15

166 56 6
                                    

Setelah pergi ke toko yang diminta Aira tadi, Juna mengajaknya pergi ke taman, tempat dia sering bermain bersama Aira saat kecil dulu.

"Lo masih inget tempat ini, Jun?"

"Masih lah. Ini salah satu tempat bersejarah buat kita," Juna terkekeh kecil.

"Tempat bersejarah, ya? Jadi kayak hidup di jaman penjajahan."

Juna menarik tangan Aira untuk duduk di bawah rindangnya pohon.

"Ai, liat deh," Juna menunjuk batang pohon.

"Apa?"

"Ini. Dulu kita pernah ngukir sesuatu disini. Lo inget?" Juna bertanya.

"Ngukir apaan?"

Juna spontan menoyor kepala Aira. "Liat deh ini. Udah agak kehapus sih."

Aira menajamkan pandangannya pada batang pohon itu. Sedikit, dilihatnya tulisan 'A r d n J n'

"Apa nih tulisannya?" tanya Aira, matanya menyipit.

"Aira dan Juna, bego! Dasar pikun," Juna menghela napasnya.

Aira terkekeh. Biasanya, Aira yang memarahi Juna. Sekarang, Juna yang memarahinya.

"Gue inget, kok. Mau nge-test lo doang," kata Aira.

"Yaelah."

Juna bersandar pada batang pohon. Tangannya diangkat, ditaruh dibawah kepalanya. Matanya terpejam. Menikmati segarnya udara hari ini.

Aira melakukan hal yang sama. Dia ikut bersandar dan menghirup udara.

"Lo suka sama Nadya, Jun?" Aira membuka suara.

"Hah?"

"Lo suka sama Nadya?" Aira bertanya. Kali ini, dia memutuskan untuk bertanya.

"Nggak tau." jawaban Juna membuat Aira sedikit kecewa.

"Lo jawab nggak tau. Berarti, kemungkinan iya, kemungkinan juga nggak."

Juna bungkam. Aira juga memilih diam. Mereka bergelut dengan pikiran masing-masing.

"Jun, kayaknya ini udah sore. Gue nggak dikasi pulang terlalu malem. Kita pulang aja," Aira berdiri, menepuk-nepuk celananya agar bersih dari rumput yang menempel.

"Oke."

Setelah itu, mereka berjalan menuju motor tanpa bersuara. Tetap memilih dalam keheningan. Tak lama, Juna sudah melajukan motornya dengan cepat, menuju rumah Aira.

***

Sepulangnya Juna dari rumahnya, Aira langsung menuju kamar. Mandi, lalu menuju ruang makan. Disana, Lala sudah menunggu.

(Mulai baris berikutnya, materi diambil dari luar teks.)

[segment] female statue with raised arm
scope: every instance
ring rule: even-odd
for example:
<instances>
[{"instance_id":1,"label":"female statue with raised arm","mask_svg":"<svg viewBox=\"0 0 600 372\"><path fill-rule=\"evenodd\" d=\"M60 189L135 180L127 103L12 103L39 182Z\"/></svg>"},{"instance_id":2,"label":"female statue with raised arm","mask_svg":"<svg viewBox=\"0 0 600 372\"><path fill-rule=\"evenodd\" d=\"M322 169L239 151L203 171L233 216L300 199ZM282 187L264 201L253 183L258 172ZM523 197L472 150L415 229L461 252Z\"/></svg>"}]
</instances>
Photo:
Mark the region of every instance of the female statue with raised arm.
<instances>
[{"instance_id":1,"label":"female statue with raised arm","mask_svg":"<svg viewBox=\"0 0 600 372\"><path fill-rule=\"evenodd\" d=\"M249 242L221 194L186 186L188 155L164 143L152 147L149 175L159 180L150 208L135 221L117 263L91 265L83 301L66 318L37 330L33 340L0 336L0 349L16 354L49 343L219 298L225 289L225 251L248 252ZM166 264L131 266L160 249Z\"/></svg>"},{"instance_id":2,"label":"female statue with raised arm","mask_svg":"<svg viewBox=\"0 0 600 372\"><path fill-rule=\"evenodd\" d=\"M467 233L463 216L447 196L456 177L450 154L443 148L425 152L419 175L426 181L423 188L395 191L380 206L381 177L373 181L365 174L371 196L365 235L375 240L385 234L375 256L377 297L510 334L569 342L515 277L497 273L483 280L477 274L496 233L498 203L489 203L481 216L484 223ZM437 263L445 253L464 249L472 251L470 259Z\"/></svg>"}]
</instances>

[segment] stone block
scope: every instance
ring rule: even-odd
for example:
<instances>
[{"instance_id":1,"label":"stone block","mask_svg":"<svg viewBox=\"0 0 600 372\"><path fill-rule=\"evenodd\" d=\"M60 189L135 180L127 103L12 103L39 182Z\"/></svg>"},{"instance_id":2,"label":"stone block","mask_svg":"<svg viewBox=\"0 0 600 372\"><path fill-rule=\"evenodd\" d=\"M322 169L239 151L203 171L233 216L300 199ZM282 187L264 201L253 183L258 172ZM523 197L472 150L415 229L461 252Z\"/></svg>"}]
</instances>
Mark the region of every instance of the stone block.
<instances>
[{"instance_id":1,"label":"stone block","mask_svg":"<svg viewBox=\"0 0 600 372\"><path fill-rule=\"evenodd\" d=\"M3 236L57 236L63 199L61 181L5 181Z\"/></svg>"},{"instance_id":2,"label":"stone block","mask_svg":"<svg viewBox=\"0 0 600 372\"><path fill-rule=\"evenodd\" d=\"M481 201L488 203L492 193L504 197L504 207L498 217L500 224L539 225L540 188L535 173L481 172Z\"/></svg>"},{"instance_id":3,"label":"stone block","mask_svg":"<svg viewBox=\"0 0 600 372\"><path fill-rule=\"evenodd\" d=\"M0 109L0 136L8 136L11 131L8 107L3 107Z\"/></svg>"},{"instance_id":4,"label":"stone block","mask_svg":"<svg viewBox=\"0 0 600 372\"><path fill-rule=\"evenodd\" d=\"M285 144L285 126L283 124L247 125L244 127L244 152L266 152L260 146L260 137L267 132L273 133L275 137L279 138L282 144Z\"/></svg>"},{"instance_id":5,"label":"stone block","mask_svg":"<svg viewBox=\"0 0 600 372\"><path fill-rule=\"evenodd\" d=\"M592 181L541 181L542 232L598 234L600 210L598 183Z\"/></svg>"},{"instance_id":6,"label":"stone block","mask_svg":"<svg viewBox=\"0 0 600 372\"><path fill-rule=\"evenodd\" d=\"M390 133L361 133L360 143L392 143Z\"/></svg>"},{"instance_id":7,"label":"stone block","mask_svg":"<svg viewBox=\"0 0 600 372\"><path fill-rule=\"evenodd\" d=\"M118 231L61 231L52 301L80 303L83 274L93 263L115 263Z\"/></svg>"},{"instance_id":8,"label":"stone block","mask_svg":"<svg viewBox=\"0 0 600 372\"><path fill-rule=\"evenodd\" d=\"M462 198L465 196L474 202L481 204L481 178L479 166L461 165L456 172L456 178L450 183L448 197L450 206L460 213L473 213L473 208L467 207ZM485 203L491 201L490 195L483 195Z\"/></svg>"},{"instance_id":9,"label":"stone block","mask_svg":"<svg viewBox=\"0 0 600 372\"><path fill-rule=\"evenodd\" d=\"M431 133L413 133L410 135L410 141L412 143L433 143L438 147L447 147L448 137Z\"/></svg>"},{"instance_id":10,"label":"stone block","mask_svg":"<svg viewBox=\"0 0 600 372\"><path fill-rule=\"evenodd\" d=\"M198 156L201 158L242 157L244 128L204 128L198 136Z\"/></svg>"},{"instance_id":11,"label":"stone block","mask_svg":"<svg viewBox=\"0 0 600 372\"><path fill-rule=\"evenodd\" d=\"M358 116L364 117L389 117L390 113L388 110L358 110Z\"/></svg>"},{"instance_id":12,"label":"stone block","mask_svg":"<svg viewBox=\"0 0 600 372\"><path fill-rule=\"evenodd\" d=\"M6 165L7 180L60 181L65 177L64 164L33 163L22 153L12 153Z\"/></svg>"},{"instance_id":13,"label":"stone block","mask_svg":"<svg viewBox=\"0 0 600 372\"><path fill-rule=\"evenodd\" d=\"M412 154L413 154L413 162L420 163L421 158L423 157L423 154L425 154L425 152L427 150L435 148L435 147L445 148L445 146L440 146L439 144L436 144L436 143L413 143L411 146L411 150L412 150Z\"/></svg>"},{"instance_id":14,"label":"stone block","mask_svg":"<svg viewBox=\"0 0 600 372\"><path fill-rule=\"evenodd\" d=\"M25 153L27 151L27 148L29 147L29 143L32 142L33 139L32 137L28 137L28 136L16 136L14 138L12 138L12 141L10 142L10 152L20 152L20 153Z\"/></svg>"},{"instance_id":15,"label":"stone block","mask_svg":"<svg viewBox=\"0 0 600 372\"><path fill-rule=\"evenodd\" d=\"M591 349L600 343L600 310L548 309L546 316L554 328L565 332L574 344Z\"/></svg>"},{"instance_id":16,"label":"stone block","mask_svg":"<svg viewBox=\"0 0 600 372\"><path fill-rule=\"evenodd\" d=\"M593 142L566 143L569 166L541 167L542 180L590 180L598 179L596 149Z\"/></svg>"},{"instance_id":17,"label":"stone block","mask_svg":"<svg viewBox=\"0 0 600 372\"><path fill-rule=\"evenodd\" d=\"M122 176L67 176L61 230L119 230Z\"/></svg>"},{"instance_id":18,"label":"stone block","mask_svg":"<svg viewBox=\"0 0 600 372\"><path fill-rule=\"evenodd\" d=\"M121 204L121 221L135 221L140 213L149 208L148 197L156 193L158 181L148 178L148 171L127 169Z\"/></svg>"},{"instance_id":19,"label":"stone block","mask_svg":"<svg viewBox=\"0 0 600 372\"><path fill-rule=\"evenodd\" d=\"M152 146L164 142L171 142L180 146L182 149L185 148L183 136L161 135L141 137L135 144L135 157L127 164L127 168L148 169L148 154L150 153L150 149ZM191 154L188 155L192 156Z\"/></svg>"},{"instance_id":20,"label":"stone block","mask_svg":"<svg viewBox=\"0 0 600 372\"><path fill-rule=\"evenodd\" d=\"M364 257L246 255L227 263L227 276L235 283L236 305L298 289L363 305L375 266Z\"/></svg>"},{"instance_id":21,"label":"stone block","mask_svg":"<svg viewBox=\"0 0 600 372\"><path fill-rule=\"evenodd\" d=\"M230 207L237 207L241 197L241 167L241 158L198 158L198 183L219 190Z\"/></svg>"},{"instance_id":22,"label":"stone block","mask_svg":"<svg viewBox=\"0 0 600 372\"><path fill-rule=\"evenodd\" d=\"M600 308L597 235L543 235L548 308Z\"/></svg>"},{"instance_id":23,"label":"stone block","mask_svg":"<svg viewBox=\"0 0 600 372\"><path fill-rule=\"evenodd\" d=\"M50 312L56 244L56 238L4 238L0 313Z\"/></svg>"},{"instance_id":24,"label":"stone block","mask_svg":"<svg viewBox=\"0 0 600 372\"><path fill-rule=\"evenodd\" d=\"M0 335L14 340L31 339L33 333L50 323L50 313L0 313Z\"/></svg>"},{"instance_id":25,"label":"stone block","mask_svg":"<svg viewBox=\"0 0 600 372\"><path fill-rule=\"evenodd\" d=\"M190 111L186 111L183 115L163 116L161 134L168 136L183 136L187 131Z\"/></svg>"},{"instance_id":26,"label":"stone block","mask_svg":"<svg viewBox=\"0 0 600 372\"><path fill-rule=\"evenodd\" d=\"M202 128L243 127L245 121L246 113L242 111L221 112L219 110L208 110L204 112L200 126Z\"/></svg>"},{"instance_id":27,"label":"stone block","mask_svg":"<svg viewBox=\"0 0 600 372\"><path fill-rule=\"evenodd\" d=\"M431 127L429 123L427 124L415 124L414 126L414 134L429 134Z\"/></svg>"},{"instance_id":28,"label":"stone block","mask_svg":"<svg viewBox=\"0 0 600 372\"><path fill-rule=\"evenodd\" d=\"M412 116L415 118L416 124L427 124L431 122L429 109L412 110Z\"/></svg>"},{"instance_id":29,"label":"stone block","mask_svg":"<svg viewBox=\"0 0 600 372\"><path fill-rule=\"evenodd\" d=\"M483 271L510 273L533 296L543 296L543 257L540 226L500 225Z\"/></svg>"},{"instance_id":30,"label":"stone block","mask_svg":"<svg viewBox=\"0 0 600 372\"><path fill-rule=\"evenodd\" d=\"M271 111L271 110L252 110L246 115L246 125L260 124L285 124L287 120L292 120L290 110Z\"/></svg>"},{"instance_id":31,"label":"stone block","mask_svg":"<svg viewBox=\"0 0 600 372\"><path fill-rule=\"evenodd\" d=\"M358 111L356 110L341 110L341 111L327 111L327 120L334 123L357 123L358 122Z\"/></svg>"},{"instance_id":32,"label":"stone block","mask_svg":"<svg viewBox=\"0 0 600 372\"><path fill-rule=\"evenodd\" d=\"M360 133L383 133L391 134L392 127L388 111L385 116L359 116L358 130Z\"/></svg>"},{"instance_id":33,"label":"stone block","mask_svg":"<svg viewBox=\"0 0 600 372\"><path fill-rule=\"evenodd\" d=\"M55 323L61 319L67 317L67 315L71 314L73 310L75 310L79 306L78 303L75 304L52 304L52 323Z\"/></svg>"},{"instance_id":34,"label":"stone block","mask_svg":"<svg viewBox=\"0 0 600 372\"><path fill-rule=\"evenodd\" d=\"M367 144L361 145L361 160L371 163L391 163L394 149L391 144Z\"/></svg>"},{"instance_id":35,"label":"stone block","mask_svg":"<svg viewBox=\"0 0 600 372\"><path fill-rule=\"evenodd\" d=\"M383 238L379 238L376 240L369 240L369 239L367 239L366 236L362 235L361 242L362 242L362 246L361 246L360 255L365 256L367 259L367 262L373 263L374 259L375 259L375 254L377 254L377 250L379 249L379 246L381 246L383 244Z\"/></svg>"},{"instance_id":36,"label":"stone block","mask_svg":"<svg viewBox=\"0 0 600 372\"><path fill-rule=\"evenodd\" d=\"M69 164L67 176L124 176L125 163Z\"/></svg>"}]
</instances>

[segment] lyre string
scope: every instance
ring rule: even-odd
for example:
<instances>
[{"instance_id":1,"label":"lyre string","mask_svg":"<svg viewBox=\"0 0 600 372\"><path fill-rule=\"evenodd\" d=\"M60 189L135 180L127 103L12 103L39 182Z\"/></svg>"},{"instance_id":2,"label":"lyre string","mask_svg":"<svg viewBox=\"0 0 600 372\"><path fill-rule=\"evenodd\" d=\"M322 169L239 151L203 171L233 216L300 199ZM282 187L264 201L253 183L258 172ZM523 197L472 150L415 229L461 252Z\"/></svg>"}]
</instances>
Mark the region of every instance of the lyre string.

Kening Aira mengkerut, melihat ekspresi wajah mamanya yang tampak tidak biasa. Wajahnya tampak serius.

"Ada apa, ma?" Aira menarik kursi, dan duduk.

"Kita makan dulu. Habis makan, mama cerita."

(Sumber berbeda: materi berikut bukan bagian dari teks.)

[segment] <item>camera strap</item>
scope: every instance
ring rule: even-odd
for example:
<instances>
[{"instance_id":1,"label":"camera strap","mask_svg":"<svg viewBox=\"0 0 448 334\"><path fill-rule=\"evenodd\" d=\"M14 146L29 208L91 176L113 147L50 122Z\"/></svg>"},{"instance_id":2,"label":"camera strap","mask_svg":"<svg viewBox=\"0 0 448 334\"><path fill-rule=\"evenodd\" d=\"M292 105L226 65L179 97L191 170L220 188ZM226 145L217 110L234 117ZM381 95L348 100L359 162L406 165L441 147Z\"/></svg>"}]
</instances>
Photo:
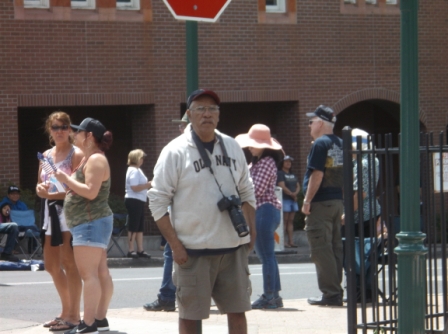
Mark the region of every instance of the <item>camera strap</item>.
<instances>
[{"instance_id":1,"label":"camera strap","mask_svg":"<svg viewBox=\"0 0 448 334\"><path fill-rule=\"evenodd\" d=\"M212 162L211 162L210 157L208 156L207 152L205 151L204 144L199 139L199 137L196 134L196 132L194 132L193 130L191 130L191 136L193 138L193 141L196 144L196 147L198 148L198 151L199 151L199 154L201 155L202 160L204 160L205 167L208 167L210 173L213 175L213 178L215 179L216 185L218 186L219 191L221 192L222 196L226 197L224 195L224 193L222 192L222 190L221 190L221 186L219 185L219 182L216 179L215 173L213 172ZM227 165L229 166L229 171L230 171L230 174L232 175L232 180L233 180L233 183L235 184L236 192L238 193L238 196L240 196L240 192L238 191L238 186L236 185L235 178L234 178L233 173L232 173L232 168L231 168L231 164L230 164L230 157L227 155L227 150L226 150L226 147L224 146L224 141L222 140L222 137L219 134L216 134L216 137L219 140L219 144L221 146L221 151L222 151L223 157L224 157L225 160L227 160Z\"/></svg>"}]
</instances>

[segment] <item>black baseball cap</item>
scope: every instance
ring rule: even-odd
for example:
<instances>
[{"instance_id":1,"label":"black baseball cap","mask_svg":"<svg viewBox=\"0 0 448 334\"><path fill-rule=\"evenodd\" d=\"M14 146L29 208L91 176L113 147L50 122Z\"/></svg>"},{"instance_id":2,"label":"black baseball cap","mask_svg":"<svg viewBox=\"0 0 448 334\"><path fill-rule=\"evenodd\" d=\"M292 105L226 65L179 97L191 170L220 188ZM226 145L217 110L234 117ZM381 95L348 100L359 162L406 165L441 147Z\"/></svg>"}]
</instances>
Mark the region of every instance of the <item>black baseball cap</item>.
<instances>
[{"instance_id":1,"label":"black baseball cap","mask_svg":"<svg viewBox=\"0 0 448 334\"><path fill-rule=\"evenodd\" d=\"M188 119L187 113L185 113L181 119L173 119L171 122L188 124L188 123L190 123L190 120Z\"/></svg>"},{"instance_id":2,"label":"black baseball cap","mask_svg":"<svg viewBox=\"0 0 448 334\"><path fill-rule=\"evenodd\" d=\"M314 112L309 112L306 114L308 117L319 117L324 121L330 123L336 123L336 116L334 115L333 109L321 104Z\"/></svg>"},{"instance_id":3,"label":"black baseball cap","mask_svg":"<svg viewBox=\"0 0 448 334\"><path fill-rule=\"evenodd\" d=\"M92 132L93 136L98 140L101 140L103 138L104 132L106 132L106 128L99 120L90 117L85 118L81 122L81 124L71 124L70 127L76 130Z\"/></svg>"},{"instance_id":4,"label":"black baseball cap","mask_svg":"<svg viewBox=\"0 0 448 334\"><path fill-rule=\"evenodd\" d=\"M8 187L8 195L11 193L20 193L20 189L17 186L9 186Z\"/></svg>"},{"instance_id":5,"label":"black baseball cap","mask_svg":"<svg viewBox=\"0 0 448 334\"><path fill-rule=\"evenodd\" d=\"M218 94L216 94L214 91L209 90L209 89L197 89L195 90L193 93L190 94L190 96L187 99L187 109L190 108L191 103L198 99L201 96L204 95L208 95L210 96L213 100L215 100L216 104L219 105L221 103L221 101L219 100Z\"/></svg>"}]
</instances>

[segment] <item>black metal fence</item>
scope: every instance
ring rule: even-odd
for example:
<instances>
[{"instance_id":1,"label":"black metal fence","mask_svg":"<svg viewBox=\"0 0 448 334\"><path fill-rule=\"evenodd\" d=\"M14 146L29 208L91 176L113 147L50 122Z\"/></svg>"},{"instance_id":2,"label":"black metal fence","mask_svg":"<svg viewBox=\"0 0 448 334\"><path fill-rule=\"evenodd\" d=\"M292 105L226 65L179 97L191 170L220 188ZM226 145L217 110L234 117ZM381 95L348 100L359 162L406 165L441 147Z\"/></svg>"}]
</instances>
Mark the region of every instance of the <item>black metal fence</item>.
<instances>
[{"instance_id":1,"label":"black metal fence","mask_svg":"<svg viewBox=\"0 0 448 334\"><path fill-rule=\"evenodd\" d=\"M397 285L394 253L395 235L400 232L400 150L392 146L391 134L371 135L367 141L357 137L356 149L350 130L345 129L343 137L344 166L352 166L344 168L348 333L396 333L398 298L406 293ZM448 191L448 146L443 133L436 142L433 134L421 134L420 227L428 249L426 333L443 333L448 319L444 194Z\"/></svg>"}]
</instances>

Aira menganguk patuh. Diambil piring dan diisinya dengan makanan yang tersedia diatas meja.

Aira makan dengan cepat, tak sabar menunggu cerita dari Lala.

15 menit, Aira sudah meneguk segelas air dingin. Lalu mengelap sekitar mulutnya menggunakan tisu.

"Jadi, kenapa?"

Lala menghembuskan napas panjang. Sepertinya bukan pertanda baik. Aira menatap serius mamanya.

"Kenapa, ma?" dia bertanya sekali lagi.

"Sepertinya, kita harus pindah ke Kalimantan," Lala berkata pelan.

"Pindah? Kenapa?" dia benar. Ini sama sekali bukan kabar baik.

"Biasa. Kerjaan mama."

"Tapi kan, kita baru pindah lima bulan lalu?"

"Ya, mau gimana lagi, Ai," Lala menatap Aira. Dia mengerti kenapa kali ini Aira tampak keberatan untuk pindah.

"Aira ngerti, ma. Jadi, kapan kita pindah?"

"1 bulan lagi, setelah kamu terima rapor."

Percakapan itu ditutup dengan anggukan kepala Aira.